Police: Zimmerman says Trayvon decked him with one blow then began hammering his head

March 26, 2012

This article from the Orlando Sentinel website appears to explain why the Sanford, FL, police haven’t arrested George Zimmerman, the shooter of Trayvon Martin. The article says Zimmerman claimed he was attacked by Martin, knocked down, had his beaten against the ground, and cried for help, before shooting the 17-year old. His story apparently has been corroborated by a witness.

“If I had a son, he’d look like Trayvon.” President Obama’s leadership in the face of tragedy

March 23, 2012

When tragedy strikes Americans turn for solace and wisdom to their President. When Challenger blew up Ronald Reagan comforted and inspired us. When the Federal Building in Oklahoma City was bombed Bill Clinton grieved with us. When Congresswoman Gabby Gifford was gunned down along with nine others President Obama helped the whole nation understand.

Now America is riveted on the killing of 17-year old Trayvon Martin by a neighborhood watch person. The killer has not been arrested a month after the shooting, and the media are in World War III mode. Protests spread, and a million people have signed a partition calling for the shooter’s arrest.

President Obama addressed the nation today. He first explained that, as head of the Executive Branch he has to take care not to prejudice any investigation. He can’t call it the murder it appears to be. Instead he calls it a tragedy, and says how it relates to him:

“But my main message is to the parents of Trayvon Martin. If I had a son, he’d look like Trayvon. And I think they are right to expect that all of us as Americans are going to take this with the seriousness it deserves, and that we’re going to get to the bottom of exactly what happened.”

America’s shame: our treatment of sex offenders who have served their sentences

September 16, 2011

America’s criminal justice system consists of arrest, indictment, trial, and sentence. After serving out the sentence, the offender goes back to society with another chance. Unless that is, he was convicted of a sex offense, anything from violent rape to “sexting” a nude photo.

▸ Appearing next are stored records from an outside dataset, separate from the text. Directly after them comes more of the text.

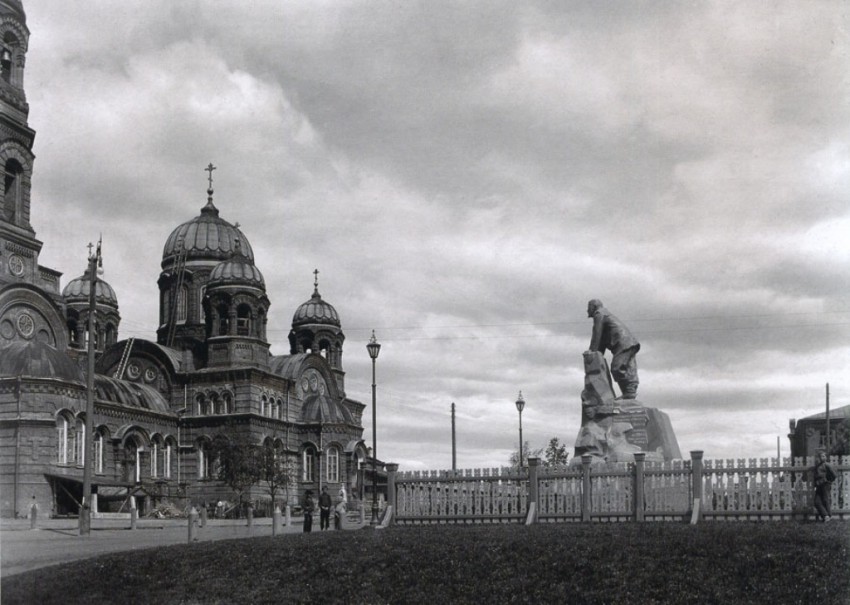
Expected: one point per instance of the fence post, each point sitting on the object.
(585, 487)
(392, 471)
(696, 485)
(640, 461)
(533, 488)
(276, 519)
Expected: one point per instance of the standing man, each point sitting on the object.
(612, 334)
(324, 509)
(307, 505)
(823, 478)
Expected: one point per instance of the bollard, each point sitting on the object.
(276, 520)
(193, 525)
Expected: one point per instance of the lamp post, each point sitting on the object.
(374, 348)
(95, 265)
(520, 404)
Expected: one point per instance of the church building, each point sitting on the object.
(160, 406)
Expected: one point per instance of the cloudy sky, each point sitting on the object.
(465, 176)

Sex offenders can never finish paying their debt to society, in spite of the fact that recidivism rates for sex offenders, especially for child molesters, are far lower than for other convicted felons. After serving their sentence they face crushing restrictions on where they may live–as of 2007, some 27 states and hundreds of municipalities had enacted laws that bar sex offenders from residing within up to a half mile of schools, parks, playgrounds and day care centers. Their homes are listed on the internet, and some even are subjected to humiliating signs like the one shown here. This even though the vast majority of sex offences are against relatives or friends, not strangers.

Besides the residency restrictions, sex offenders find it all but impossible to ever find gainful employment. It’s impossible to get a job with any employer that’s  big enough to have a human relations department, because once they have—easily—checked the national registry of sex offenders the answer is no.

Jack Marshall’s EthicsAlarms.com treats this issue, along with the larger issue of treatment of prisoners in general, in his blog entitled America’s Untouchables. I recommend it.